A way to load balance resources in your Elixir cluster. Most notably, this can be used with WebSockets to ensure that a cluster becomes load balanced after a rolling deploy.
Every N seconds (configurable), each node in your cluster asks all other nodes for their current resource count. An Implementation module provides the resource count. Each node collects answers from all of the other nodes and will process the data when it gets a complete set of answers.[1] The node with the most number of resources[2] will check to see if it's within an allowed range. If it is, nothing happens. If it has too many resources, then the Implementation module is called to kill off a certain number of processes.[3] This repeats and eventually the cluster will reach a steady state where nothing happens each round.
[1] If a complete set of data isn't provided (less nodes respond than known), then the round is discarded and nothing happens.
[2] Nodes that tie for highest resource count use a random number to break the tie.

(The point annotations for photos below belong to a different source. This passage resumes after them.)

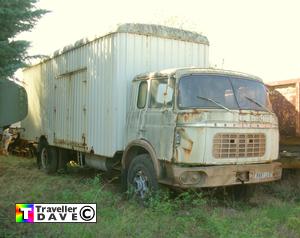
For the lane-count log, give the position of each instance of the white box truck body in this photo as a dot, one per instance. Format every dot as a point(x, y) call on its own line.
point(79, 97)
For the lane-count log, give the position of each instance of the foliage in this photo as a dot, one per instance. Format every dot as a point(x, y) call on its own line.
point(16, 16)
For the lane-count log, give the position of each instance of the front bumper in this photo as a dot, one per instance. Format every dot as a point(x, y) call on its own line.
point(221, 175)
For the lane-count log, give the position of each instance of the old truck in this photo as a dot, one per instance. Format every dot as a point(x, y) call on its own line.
point(185, 127)
point(285, 97)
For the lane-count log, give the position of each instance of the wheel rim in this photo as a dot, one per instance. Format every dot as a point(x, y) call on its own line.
point(140, 182)
point(44, 158)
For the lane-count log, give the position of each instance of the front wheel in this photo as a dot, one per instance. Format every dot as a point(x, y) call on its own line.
point(141, 177)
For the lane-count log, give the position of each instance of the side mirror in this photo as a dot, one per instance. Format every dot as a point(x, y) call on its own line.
point(164, 94)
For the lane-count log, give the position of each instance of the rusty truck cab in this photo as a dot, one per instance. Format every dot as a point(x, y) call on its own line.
point(205, 127)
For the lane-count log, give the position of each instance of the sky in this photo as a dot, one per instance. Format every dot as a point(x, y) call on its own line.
point(251, 36)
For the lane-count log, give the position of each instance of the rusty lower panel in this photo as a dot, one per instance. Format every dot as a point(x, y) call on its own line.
point(225, 175)
point(70, 144)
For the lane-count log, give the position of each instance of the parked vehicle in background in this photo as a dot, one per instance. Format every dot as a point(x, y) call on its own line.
point(285, 97)
point(185, 127)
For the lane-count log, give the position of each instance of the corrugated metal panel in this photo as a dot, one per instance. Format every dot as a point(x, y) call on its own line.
point(84, 91)
point(33, 121)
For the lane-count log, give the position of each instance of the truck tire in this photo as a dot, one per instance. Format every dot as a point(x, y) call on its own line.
point(48, 159)
point(141, 177)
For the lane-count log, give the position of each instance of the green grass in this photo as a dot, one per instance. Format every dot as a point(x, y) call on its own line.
point(274, 211)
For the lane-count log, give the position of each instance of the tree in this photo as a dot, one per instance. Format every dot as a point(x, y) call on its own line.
point(16, 16)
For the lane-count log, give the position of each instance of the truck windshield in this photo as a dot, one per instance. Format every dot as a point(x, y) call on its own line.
point(227, 92)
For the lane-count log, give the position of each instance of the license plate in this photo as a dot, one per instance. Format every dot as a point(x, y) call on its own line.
point(263, 175)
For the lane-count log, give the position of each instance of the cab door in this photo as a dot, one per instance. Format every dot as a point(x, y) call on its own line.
point(137, 109)
point(159, 121)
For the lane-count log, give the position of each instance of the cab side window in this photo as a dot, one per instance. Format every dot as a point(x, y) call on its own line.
point(142, 96)
point(160, 94)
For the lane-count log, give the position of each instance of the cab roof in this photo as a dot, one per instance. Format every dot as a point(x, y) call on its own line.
point(194, 70)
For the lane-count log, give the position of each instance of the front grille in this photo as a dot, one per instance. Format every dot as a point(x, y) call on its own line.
point(238, 145)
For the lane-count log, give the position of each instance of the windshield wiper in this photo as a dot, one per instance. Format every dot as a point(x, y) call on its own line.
point(258, 104)
point(213, 101)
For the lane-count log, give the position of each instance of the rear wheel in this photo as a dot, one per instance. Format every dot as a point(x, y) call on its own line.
point(47, 158)
point(141, 177)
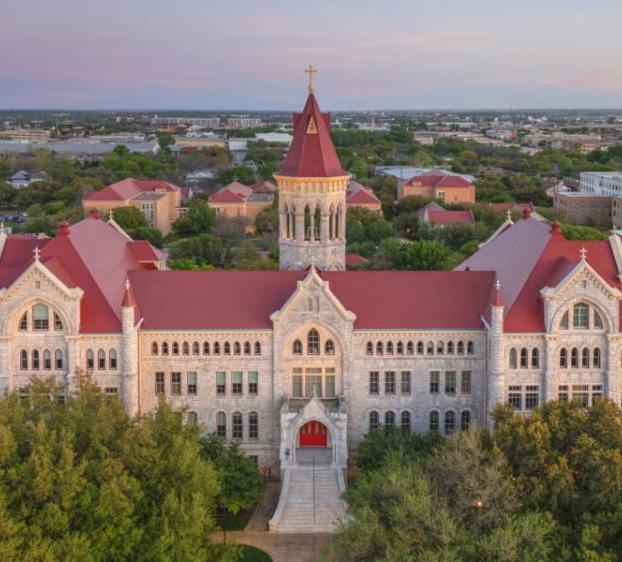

There will only be one "max" node. The random number is the same for the life of the resource process, so in practice it will be static until nodes reboot.
[3] Pretty much every number involved in a round is configurable. The duration of the round, the max / min number of killed processes, the acceptable range, etc.
This package can be installed by adding cluster_load_balancer
to your list of dependencies in mix.exs
:
def deps do
[
{:cluster_load_balancer, "~> 1.0.0"}
]
end
You must start the pg communication process. Add this to your application, before the ClusterLoadBalancer entry that you'll add below:
%{id: :pg_clb, start: {:pg, :start_link, [ClusterLoadBalancer]}}
ClusterLoadBalancer comes with a default config that may be acceptable for many applications. You can customize
many of the parameters for your particular application. namespace
and implementation
are required configuration
parameters.
A ClusterLoadBalancer can be started in a Supervisor. There are no Mix.Config
options provided:
{
ClusterLoadBalancer.Worker,
[
implementation: PushExClusterLoadBalancer,
namespace: :pushex_websocket,
allowed_average_deviation_percent: 25,
shed_percentage: 50,
max_shed_count: 100,
min_shed_count: 20,
round_duration_seconds: 15
]
}
I am using this tool with PushEx, which is based on Phoenix Channels. It provides the ability to get a count of the connected sockets, and Phoenix gives a disconnection event to kill a Socket (but the client will reconnect). An implementation looks like this:
defmodule PushExClusterLoadBalancer do
require Logger
@behaviour ClusterLoadBalancer.Implementation
def count() do
PushEx.connected_socket_count()
end
def kill_processes(number) do
killed_count =
PushEx.connected_transport_pids()
|> Enum.shuffle()
|> Enum.take(number)
|> Enum.map(&send(&1, %Phoenix.Socket.Broadcast{event: "disconnect"}))
|> length()
{:ok, killed_count}
end
end
ClusterLoadBalancer uses :pg to communicate between nodes. This means that your cluster must be connected
directly and not through a PubSub interface like Redis. If you are not able to cluster your nodes together, a
change to leverage Phoenix.PubSub
could help. :pg is being used currently because it easily allows a count
of the number of connected processes across the cluster.